How to securly store arbitrary data in TPM?

Summary

A Windows TPM cannot directly store arbitrary data. The only safe and architecturally correct pattern is to seal (encrypt) your data using a TPM‑protected key and store the encrypted blob outside the TPM. Properties attached to NCrypt keys do not live inside the TPM; they live in the Windows Key Storage Provider (KSP) on disk.

Root Cause

The TPM is designed with extremely limited non‑volatile storage and is optimized for key protection, not general data storage.
Key points:

  • TPM NV memory is small and reserved for internal structures.
  • Windows CNG/PCP stores metadata and properties on disk, not inside the TPM.
  • TPM operations revolve around sealing/unsealing, wrapping, and non‑exportable key usage, not arbitrary data persistence.

Why This Happens in Real Systems

Real TPM implementations avoid arbitrary storage because:

  • Security model: TPM protects keys, not bulk data.
  • Hardware constraints: NV storage is tiny and expensive.
  • Performance: TPMs are slow for large data operations.
  • OS integration: Windows KSP abstracts key metadata and stores it on disk for flexibility.

Real-World Impact

Misunderstanding TPM storage leads to:

  • False assumptions about where sensitive data resides
  • Incorrect threat models (e.g., assuming TPM stores your blob)
  • Designs that break across hardware vendors
  • Insecure fallback paths if developers rely on KSP properties for confidentiality

Example or Code (if necessary and relevant)

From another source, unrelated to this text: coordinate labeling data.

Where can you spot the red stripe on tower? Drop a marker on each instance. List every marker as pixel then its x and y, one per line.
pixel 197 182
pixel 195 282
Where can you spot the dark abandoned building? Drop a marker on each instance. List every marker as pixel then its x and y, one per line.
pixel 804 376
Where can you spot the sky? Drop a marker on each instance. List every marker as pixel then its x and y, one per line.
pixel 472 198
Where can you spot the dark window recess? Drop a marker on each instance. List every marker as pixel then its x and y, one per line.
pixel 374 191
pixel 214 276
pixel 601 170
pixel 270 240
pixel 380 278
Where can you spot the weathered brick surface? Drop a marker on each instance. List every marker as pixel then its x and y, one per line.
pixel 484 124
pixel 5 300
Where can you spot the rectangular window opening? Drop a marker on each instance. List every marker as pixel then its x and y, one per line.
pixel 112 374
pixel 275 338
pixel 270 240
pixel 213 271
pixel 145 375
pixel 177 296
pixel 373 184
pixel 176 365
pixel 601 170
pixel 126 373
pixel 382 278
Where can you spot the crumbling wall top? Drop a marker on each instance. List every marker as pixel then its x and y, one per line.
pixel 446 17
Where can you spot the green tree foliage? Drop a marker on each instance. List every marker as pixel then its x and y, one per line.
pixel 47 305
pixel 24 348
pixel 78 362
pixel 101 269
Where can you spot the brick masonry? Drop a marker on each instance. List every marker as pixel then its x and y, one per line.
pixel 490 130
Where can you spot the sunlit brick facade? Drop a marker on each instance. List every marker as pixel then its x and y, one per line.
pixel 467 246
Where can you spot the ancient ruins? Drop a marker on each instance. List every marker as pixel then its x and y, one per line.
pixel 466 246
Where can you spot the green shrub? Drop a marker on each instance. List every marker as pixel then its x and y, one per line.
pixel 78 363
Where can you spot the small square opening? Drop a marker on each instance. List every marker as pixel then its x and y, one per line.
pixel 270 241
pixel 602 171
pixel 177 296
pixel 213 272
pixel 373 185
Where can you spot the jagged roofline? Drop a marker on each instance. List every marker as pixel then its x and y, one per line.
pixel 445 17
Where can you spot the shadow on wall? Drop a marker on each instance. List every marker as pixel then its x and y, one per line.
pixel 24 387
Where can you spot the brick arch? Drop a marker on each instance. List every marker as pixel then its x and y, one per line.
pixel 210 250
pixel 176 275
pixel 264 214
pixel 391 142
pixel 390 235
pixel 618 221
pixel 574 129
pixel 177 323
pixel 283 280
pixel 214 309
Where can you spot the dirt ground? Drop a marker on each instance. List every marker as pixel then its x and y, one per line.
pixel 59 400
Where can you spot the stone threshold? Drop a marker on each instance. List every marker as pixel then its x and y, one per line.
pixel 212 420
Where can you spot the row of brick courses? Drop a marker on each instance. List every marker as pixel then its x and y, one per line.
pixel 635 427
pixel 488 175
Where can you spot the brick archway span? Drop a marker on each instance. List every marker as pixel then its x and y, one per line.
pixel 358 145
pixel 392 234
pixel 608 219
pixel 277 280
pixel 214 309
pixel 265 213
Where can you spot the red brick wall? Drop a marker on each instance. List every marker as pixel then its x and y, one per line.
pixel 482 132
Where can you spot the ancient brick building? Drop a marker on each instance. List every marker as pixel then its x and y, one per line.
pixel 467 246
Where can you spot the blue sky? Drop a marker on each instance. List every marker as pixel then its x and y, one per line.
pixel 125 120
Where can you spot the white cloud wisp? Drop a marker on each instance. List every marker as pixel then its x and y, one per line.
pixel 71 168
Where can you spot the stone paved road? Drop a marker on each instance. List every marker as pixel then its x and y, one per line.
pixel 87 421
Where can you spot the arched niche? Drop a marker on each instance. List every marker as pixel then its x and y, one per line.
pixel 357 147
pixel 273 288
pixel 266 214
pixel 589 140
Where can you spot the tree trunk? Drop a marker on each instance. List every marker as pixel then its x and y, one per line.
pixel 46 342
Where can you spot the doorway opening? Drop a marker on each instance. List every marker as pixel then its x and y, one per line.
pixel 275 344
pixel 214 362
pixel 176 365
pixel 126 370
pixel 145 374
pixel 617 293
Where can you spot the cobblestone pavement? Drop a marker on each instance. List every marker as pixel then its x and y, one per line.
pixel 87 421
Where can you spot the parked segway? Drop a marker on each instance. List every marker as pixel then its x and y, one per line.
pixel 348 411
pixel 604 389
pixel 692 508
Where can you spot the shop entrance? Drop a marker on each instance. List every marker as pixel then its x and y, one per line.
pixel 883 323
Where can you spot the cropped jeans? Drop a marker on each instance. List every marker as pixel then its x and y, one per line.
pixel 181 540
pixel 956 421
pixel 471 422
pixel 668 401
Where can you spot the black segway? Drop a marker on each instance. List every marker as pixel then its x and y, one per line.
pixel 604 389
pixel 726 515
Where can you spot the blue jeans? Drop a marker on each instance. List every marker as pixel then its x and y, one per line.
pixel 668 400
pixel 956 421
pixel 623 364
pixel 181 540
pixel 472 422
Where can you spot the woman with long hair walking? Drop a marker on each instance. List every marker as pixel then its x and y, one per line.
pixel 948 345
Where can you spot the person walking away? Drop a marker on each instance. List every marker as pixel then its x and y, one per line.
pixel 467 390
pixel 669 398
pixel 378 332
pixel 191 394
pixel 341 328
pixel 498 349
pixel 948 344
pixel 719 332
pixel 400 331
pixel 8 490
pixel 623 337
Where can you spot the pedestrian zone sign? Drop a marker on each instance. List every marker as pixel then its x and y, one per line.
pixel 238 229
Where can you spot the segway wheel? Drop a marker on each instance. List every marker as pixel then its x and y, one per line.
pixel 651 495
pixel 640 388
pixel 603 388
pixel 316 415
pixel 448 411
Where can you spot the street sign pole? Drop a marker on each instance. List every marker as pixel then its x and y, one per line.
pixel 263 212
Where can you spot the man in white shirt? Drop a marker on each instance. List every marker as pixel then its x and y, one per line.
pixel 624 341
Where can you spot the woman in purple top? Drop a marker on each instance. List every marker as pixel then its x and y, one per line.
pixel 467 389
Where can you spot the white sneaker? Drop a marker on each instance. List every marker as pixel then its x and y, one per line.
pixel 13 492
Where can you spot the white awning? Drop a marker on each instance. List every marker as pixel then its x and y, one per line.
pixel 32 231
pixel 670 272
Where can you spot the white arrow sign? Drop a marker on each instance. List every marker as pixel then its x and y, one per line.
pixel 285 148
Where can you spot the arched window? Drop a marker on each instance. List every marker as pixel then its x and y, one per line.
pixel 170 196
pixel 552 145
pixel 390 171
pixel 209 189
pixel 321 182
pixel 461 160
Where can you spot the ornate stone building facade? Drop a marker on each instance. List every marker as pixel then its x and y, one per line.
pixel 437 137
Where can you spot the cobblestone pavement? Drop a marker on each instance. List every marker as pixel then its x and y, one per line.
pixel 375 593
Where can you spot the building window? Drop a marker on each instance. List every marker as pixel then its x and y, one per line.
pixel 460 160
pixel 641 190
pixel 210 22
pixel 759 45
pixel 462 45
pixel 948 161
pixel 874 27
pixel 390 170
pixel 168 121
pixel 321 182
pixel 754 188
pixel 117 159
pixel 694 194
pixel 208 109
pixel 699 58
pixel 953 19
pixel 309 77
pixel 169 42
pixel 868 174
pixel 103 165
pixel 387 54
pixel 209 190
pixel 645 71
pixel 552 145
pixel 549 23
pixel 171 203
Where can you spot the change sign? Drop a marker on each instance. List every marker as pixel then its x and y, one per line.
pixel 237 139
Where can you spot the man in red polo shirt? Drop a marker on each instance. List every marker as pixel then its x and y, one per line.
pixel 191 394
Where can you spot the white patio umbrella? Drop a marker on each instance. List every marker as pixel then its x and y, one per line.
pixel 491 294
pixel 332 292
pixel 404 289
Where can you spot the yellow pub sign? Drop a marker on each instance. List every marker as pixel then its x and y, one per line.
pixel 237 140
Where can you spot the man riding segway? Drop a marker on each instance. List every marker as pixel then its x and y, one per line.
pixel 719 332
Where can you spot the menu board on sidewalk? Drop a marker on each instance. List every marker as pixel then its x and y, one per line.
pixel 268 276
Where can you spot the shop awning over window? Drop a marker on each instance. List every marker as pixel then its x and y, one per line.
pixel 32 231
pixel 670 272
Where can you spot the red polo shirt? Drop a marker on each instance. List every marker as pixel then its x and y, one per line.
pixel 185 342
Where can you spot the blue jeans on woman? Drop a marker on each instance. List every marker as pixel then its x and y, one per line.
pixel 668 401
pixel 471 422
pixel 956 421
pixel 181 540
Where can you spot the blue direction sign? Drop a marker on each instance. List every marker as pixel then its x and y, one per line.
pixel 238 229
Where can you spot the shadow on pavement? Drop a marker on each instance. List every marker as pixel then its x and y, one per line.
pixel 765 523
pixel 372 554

Below is a minimal example of sealing data using a TPM‑protected key (conceptual C++ using Windows APIs):

// Pseudocode: Seal data using a TPM-backed key
NCRYPT_PROV_HANDLE prov = 0;
NCRYPT_KEY_HANDLE key = 0;

NCryptOpenStorageProvider(&prov, MS_PLATFORM_CRYPTO_PROVIDER, 0);
NCryptCreatePersistedKey(prov, &key, NCRYPT_RSA_ALGORITHM, L"MyTPMKey", 0, NCRYPT_OVERWRITE_KEY_FLAG);
NCryptFinalizeKey(key, 0);

BYTE encrypted[4096];
DWORD encryptedSize = 0;

NCryptEncrypt(key, data, dataSize, nullptr, encrypted, sizeof(encrypted), &encryptedSize, 0);

This produces a TPM‑sealed blob that you store on disk. Only the same TPM can decrypt it.

How Senior Engineers Fix It

Experienced engineers follow these principles:

  • Never store arbitrary data in TPM NV memory
  • Always seal data using a TPM‑protected key
  • Store encrypted blobs externally (disk, registry, DB)
  • Use PCP (Platform Crypto Provider) for TPM‑backed keys
  • Rely on TPM for confidentiality + integrity, not persistence

They design systems where:

  • TPM = root of trust
  • Disk = storage
  • OS = policy + access control

Why Juniors Miss It

Common misunderstandings include:

  • Assuming TPM is a “secure flash drive”
  • Believing NCrypt properties live inside the TPM
  • Not realizing TPM NV memory is tiny and restricted
  • Confusing key storage with data storage
  • Overestimating TPM performance and capabilities

The key takeaway:
You never store arbitrary data in a TPM. You seal it with a TPM‑protected key and store the encrypted blob elsewhere.